The literature search identified 3861 references (appendix). One article was found through hand searching. After screening, 72 full-text reviews were reviewed, including one translated from Spanish. A total of 16 studies met the inclusion criteria and were included in the final analysis. A description of the studies including the sepsis intervention, alert type, and criteria used to define sepsis can be found in Multimedia Appendix 3. All studies that defined sepsis alerts and the pre- and postalerting stages are presented in Multimedia Appendix 4.

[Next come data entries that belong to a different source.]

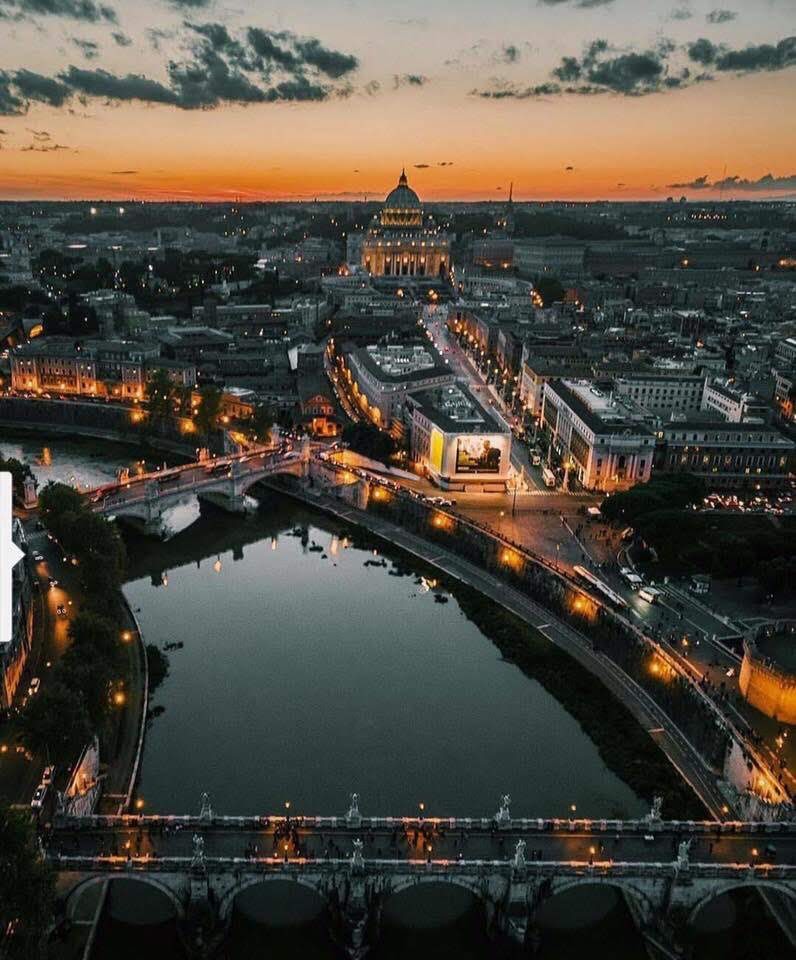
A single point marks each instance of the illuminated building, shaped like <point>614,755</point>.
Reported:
<point>95,368</point>
<point>401,242</point>
<point>768,673</point>
<point>380,377</point>
<point>603,441</point>
<point>457,442</point>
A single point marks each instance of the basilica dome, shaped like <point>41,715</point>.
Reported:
<point>402,207</point>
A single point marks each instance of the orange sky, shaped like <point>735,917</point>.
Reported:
<point>620,146</point>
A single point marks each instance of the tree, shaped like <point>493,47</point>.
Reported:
<point>209,409</point>
<point>261,422</point>
<point>549,289</point>
<point>55,720</point>
<point>19,473</point>
<point>160,395</point>
<point>27,887</point>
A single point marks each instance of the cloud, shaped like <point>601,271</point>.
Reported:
<point>749,59</point>
<point>766,183</point>
<point>216,68</point>
<point>86,10</point>
<point>409,80</point>
<point>88,48</point>
<point>509,53</point>
<point>603,69</point>
<point>583,4</point>
<point>44,148</point>
<point>721,16</point>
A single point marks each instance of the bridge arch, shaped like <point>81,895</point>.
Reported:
<point>719,888</point>
<point>72,897</point>
<point>227,900</point>
<point>639,903</point>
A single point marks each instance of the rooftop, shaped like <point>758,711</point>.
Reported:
<point>456,410</point>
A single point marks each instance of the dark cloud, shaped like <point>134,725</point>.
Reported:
<point>88,48</point>
<point>721,16</point>
<point>44,148</point>
<point>409,80</point>
<point>34,86</point>
<point>509,54</point>
<point>583,4</point>
<point>101,83</point>
<point>750,59</point>
<point>87,10</point>
<point>765,184</point>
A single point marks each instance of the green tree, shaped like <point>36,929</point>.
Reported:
<point>27,888</point>
<point>19,471</point>
<point>160,395</point>
<point>55,720</point>
<point>209,409</point>
<point>550,289</point>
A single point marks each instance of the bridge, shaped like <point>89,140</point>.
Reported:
<point>224,481</point>
<point>666,871</point>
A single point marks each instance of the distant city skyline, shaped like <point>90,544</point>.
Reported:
<point>569,99</point>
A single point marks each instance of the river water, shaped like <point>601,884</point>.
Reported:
<point>306,665</point>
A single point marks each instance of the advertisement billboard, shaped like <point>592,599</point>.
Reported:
<point>477,455</point>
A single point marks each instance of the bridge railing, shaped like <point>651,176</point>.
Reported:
<point>276,864</point>
<point>453,824</point>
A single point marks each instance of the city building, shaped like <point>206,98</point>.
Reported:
<point>119,369</point>
<point>662,393</point>
<point>456,441</point>
<point>556,256</point>
<point>728,456</point>
<point>14,653</point>
<point>604,441</point>
<point>382,375</point>
<point>401,242</point>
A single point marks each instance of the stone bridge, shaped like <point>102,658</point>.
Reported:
<point>224,481</point>
<point>666,871</point>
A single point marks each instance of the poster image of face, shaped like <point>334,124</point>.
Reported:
<point>477,455</point>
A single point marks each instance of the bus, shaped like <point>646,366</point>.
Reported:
<point>600,586</point>
<point>549,477</point>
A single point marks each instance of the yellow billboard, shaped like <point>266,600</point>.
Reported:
<point>435,450</point>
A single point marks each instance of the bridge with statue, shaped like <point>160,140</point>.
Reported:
<point>224,481</point>
<point>666,871</point>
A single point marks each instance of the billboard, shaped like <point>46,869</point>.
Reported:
<point>477,455</point>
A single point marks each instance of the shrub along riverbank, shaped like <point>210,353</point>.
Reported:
<point>89,685</point>
<point>624,746</point>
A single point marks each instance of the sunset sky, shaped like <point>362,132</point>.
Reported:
<point>184,99</point>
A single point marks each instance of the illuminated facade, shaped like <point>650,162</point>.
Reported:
<point>401,242</point>
<point>768,673</point>
<point>457,442</point>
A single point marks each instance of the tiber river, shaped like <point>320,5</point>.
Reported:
<point>308,668</point>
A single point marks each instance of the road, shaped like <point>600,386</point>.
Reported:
<point>438,840</point>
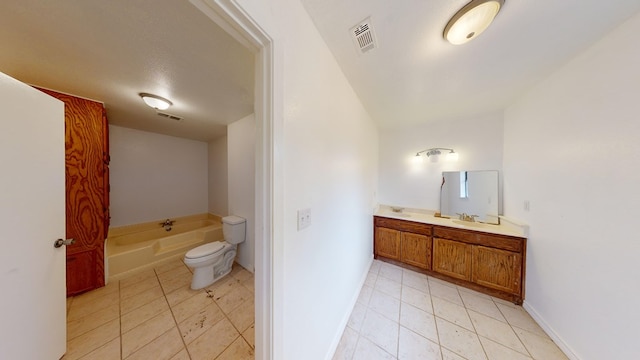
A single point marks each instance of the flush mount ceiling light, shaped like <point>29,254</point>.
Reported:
<point>434,153</point>
<point>155,101</point>
<point>471,20</point>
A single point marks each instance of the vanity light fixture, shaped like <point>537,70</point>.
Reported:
<point>155,101</point>
<point>471,20</point>
<point>434,153</point>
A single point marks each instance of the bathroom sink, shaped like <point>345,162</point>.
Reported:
<point>469,223</point>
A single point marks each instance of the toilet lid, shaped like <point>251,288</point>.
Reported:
<point>204,250</point>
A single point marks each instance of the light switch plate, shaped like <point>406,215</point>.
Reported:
<point>304,218</point>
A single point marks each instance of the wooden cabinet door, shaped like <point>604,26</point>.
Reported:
<point>415,249</point>
<point>387,243</point>
<point>497,269</point>
<point>452,258</point>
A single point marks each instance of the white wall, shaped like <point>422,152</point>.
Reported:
<point>241,178</point>
<point>218,189</point>
<point>326,148</point>
<point>572,150</point>
<point>155,176</point>
<point>416,184</point>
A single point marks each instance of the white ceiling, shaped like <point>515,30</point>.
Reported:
<point>112,50</point>
<point>416,76</point>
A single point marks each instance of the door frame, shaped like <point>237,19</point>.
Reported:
<point>236,21</point>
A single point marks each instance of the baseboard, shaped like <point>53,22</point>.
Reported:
<point>566,349</point>
<point>345,318</point>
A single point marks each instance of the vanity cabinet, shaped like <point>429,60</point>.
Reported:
<point>491,263</point>
<point>403,241</point>
<point>486,262</point>
<point>452,258</point>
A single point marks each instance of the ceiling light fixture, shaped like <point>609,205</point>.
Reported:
<point>433,154</point>
<point>471,20</point>
<point>155,101</point>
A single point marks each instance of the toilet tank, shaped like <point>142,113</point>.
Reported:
<point>234,229</point>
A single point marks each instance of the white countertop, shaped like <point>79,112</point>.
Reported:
<point>507,226</point>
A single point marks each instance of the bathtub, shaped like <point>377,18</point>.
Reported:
<point>138,247</point>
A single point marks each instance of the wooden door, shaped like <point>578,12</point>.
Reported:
<point>415,249</point>
<point>32,270</point>
<point>85,191</point>
<point>387,243</point>
<point>497,269</point>
<point>452,258</point>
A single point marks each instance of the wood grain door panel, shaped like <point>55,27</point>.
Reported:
<point>86,184</point>
<point>387,243</point>
<point>497,269</point>
<point>452,258</point>
<point>415,249</point>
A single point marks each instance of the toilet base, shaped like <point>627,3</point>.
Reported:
<point>204,276</point>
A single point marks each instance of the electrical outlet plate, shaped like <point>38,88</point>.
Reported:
<point>304,218</point>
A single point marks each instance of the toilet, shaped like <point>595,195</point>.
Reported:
<point>211,261</point>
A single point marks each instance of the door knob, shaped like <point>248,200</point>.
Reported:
<point>58,243</point>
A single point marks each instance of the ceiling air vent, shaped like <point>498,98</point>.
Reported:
<point>169,116</point>
<point>363,36</point>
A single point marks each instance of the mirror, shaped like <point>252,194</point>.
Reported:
<point>470,192</point>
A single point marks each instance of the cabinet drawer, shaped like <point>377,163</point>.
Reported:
<point>403,225</point>
<point>479,238</point>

Characteristics of Studies and Digital Alerting Used

All studies investigated digital sepsis alerts (Multimedia Appendix 3). Several studies additionally used a rapid response team in combination with the digital sepsis alert in the alerting group [20-22]. An electronic order set was used by four studies in the alerting group [21,23-25].

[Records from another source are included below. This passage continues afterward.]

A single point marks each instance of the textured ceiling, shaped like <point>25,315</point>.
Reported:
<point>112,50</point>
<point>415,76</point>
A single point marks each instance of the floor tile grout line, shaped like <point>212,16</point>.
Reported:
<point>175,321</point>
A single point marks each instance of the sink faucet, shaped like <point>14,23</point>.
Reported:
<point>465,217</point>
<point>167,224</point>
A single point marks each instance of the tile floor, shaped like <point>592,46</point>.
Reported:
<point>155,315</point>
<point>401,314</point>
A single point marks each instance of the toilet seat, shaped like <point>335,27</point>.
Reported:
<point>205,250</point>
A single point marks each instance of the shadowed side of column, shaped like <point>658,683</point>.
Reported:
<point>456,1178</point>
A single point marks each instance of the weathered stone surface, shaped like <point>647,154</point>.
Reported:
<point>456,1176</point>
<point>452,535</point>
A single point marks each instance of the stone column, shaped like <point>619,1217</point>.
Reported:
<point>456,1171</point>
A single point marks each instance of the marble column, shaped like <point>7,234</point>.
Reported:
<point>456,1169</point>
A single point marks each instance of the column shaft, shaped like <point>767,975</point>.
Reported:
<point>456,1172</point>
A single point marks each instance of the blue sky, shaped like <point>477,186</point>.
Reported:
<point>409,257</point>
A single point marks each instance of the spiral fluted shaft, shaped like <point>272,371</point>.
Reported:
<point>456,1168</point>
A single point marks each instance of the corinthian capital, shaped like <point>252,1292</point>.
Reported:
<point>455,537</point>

The studies were predominantly single-center studies; however, one study that was multicenter study across three hospital sites [26]. Most studies were based in the United States; however, one study was from the Kingdom of Saudi Arabia [20] and one was from Spain [27]. Most studies were based in large hospital settings; six studies were based in academic centers [20,22,23,28-30], and three centers were level 1 trauma centers [21,29,31]. Within the hospital setting, only one study had a hospital-wide sepsis alert [21], and eight had alerts solely in the emergency department (ED) [20,23,27,29-33]. In addition, five studies included only medical wards [24,26,28,34,35], and two studies included both on medical and surgical wards [22,25]. All the studies were pre- and postimplementation studies.

The type of electronic alerts used in the studies varied. Most studies used digital alerts generated through EHRs on desktop-based computers [20-23,27,29-35]. Two studies involved alerting via a mobile device [24,25] and two studies used text paging [26,28]. One study predominantly used alerting through EHRs but used additional text paging at the discretion of the ED attending [23]. This is shown in Multimedia Appendix 3. Most of the digital alerts in the study were aimed at the nursing staff [20,22-25,28,32]. Although one study was aimed solely at clinicians [31], two studies had alerts sent to both clinicians and the rapid response team [21,26]. In addition, in four studies, it was unknown whom the digital alerts were sent to [27,29,33,35].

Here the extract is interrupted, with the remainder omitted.